Political Activism and Intersectionality


Given the climate of the political world currently, it can come off frustrating to some when the topic of political activism arises. First, it is distressing because it is difficult to find where to start. You cannot just walk into the street and scream for a change. It just does not work that way. Second, some people do not know what movement speaks to them. Social justice is a weird topic because it directly affects the identity of some people. As a gay man, LGBT activism ought to be prioritized. People of color would probably be influenced to promote the Black Lives Matter movement. Feminist movements and women’s reproductive rights may appeal to women first before anyone else. All of these movements are of equal importance, but what happens when you are encouraged to be in two movements with counteractive goals? This is what I aim to tackle today.

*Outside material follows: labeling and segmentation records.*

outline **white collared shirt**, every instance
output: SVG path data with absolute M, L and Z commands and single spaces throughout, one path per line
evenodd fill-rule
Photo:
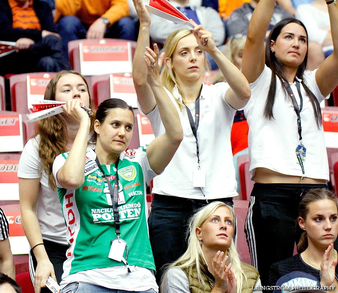
M 236 110 L 224 100 L 227 83 L 203 84 L 200 98 L 199 122 L 197 130 L 200 164 L 206 171 L 203 188 L 208 199 L 231 197 L 237 194 L 233 161 L 230 132 Z M 178 112 L 183 129 L 183 140 L 163 172 L 153 180 L 152 192 L 179 197 L 203 200 L 199 187 L 192 187 L 193 172 L 198 166 L 196 141 L 185 107 L 180 110 L 175 99 L 165 89 Z M 175 87 L 174 95 L 182 101 Z M 189 108 L 194 117 L 195 101 Z M 141 107 L 139 105 L 141 110 Z M 157 106 L 146 115 L 155 137 L 165 132 Z

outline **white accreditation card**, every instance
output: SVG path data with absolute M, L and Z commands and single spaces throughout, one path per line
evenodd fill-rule
M 113 239 L 108 257 L 118 261 L 122 261 L 126 245 L 126 242 L 121 238 Z
M 192 175 L 192 187 L 204 187 L 206 185 L 206 171 L 198 167 L 194 170 Z
M 46 287 L 53 293 L 60 293 L 60 286 L 50 276 L 46 281 Z

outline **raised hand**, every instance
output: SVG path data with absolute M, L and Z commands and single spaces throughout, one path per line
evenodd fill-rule
M 147 24 L 150 25 L 151 22 L 150 15 L 142 0 L 132 0 L 132 2 L 140 20 L 140 25 Z
M 335 280 L 335 272 L 336 266 L 337 265 L 337 260 L 335 259 L 331 264 L 329 260 L 331 251 L 333 249 L 333 244 L 331 243 L 323 255 L 323 259 L 320 264 L 321 271 L 320 285 L 323 286 L 331 286 Z
M 151 86 L 162 86 L 160 79 L 160 71 L 163 63 L 164 53 L 162 53 L 159 57 L 159 52 L 157 44 L 154 45 L 154 51 L 149 47 L 146 47 L 146 51 L 143 57 L 147 66 L 147 81 Z

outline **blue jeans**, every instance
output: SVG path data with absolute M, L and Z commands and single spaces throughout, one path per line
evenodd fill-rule
M 60 291 L 60 293 L 156 293 L 152 289 L 146 291 L 127 291 L 118 289 L 110 289 L 105 287 L 88 283 L 71 283 Z
M 62 38 L 65 56 L 68 56 L 68 43 L 71 41 L 86 39 L 89 27 L 85 26 L 76 16 L 64 16 L 57 23 L 56 28 Z M 122 17 L 107 28 L 105 38 L 135 39 L 135 25 L 130 17 Z

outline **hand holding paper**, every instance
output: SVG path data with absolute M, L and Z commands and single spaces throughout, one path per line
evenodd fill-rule
M 146 47 L 147 51 L 145 53 L 145 56 L 144 57 L 144 62 L 147 65 L 147 81 L 148 83 L 152 86 L 154 85 L 162 86 L 161 81 L 160 78 L 160 70 L 161 65 L 159 60 L 159 48 L 156 44 L 154 45 L 154 50 L 153 51 L 149 47 Z M 161 60 L 161 58 L 160 58 Z M 162 61 L 161 61 L 162 65 Z
M 16 50 L 16 45 L 15 42 L 0 41 L 0 57 L 14 53 Z

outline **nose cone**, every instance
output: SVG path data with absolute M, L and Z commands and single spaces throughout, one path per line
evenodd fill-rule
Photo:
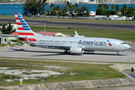
M 131 46 L 129 46 L 128 44 L 125 45 L 125 49 L 130 49 Z

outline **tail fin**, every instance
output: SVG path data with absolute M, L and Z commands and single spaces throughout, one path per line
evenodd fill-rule
M 29 25 L 25 22 L 23 17 L 19 13 L 14 13 L 14 14 L 15 14 L 15 20 L 16 20 L 16 24 L 17 24 L 16 32 L 19 33 L 18 38 L 21 41 L 27 41 L 27 39 L 25 37 L 25 36 L 27 36 L 31 42 L 36 42 L 35 33 L 31 30 Z

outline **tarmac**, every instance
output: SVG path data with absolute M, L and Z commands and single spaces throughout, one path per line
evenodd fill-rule
M 64 50 L 47 49 L 39 47 L 17 46 L 0 47 L 0 57 L 22 57 L 22 58 L 43 58 L 43 59 L 62 59 L 62 60 L 86 60 L 101 62 L 135 62 L 135 43 L 127 42 L 132 48 L 121 52 L 116 56 L 116 52 L 95 51 L 85 52 L 82 55 L 63 54 Z
M 84 60 L 84 61 L 104 62 L 104 63 L 105 62 L 107 63 L 113 63 L 113 62 L 135 63 L 135 43 L 132 43 L 132 42 L 126 42 L 126 43 L 129 44 L 132 48 L 125 52 L 120 53 L 119 56 L 116 56 L 116 52 L 106 52 L 106 51 L 105 52 L 104 51 L 85 52 L 82 55 L 72 55 L 72 54 L 65 55 L 63 54 L 64 50 L 31 47 L 29 45 L 26 45 L 26 46 L 21 46 L 21 47 L 20 46 L 0 47 L 0 57 L 37 58 L 37 60 L 38 58 L 59 59 L 59 60 Z M 122 80 L 122 82 L 123 81 L 127 81 L 127 80 Z M 131 80 L 129 79 L 129 81 Z M 104 85 L 107 85 L 107 84 L 104 84 Z M 124 83 L 124 85 L 127 85 L 127 84 Z M 115 88 L 103 88 L 103 89 L 101 88 L 101 89 L 94 89 L 94 90 L 127 90 L 127 89 L 134 90 L 134 88 L 135 88 L 135 85 L 115 87 Z

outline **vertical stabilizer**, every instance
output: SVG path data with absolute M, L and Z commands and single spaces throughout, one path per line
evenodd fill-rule
M 29 25 L 26 23 L 26 21 L 23 19 L 23 17 L 19 14 L 19 13 L 14 13 L 15 14 L 15 20 L 16 20 L 16 24 L 17 24 L 17 30 L 16 32 L 19 33 L 18 38 L 21 41 L 27 41 L 26 37 L 28 37 L 28 39 L 31 42 L 36 42 L 35 39 L 35 34 L 31 28 L 29 27 Z M 38 35 L 38 34 L 36 34 Z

The goal of this blog today is to clarify that there is no wrong option when choosing political goals; there is a right way to go about political activism though. Part of what makes the collection of political movements hard to choose from is that there is so many from veteran support, feeding the homeless, and promoting cleaner energy to large movements such as Black Lives Matter, Trans rights, and Women’s reproductive rights. Unfortunately there seems to be this mindset that once you have picked a movement to support, it is as if you cannot be in other movements. Surely, I hope that you all know that this is not the case.

What make deciding political movements to be a part of is the clashing between movements. Everyone in political activism often believes that the movement that they are working on individually is THEE most important movement at the time. This constant battling over who is more oppressed (I once heard someone refer to it as the Oppression Olympics) takes away from the movements themselves and really everyone is just harming each other’s movements. If LGBT rights are clashing with feminist movements, neither of them grow exponentially. They both just restrict each other.

The point I would like to get across is that every political activist movement is aimed to undermine the society we already live in that oppresses or damages its citizens. Belittling or dismantling another activist group just because it does not have the same initial goals as yours seems foolish given that they’re undermining systemic oppression from a different angle. It does not matter which group one ends up in support with but what does matter is that everyone all supports each other in their endeavors to undermine the same thing. If there is an injustice done to one group, it must be felt by other groups. Isolation and being put against each other is what got us into this mess to begin with. Isolating and putting groups against each other is not going to solve it.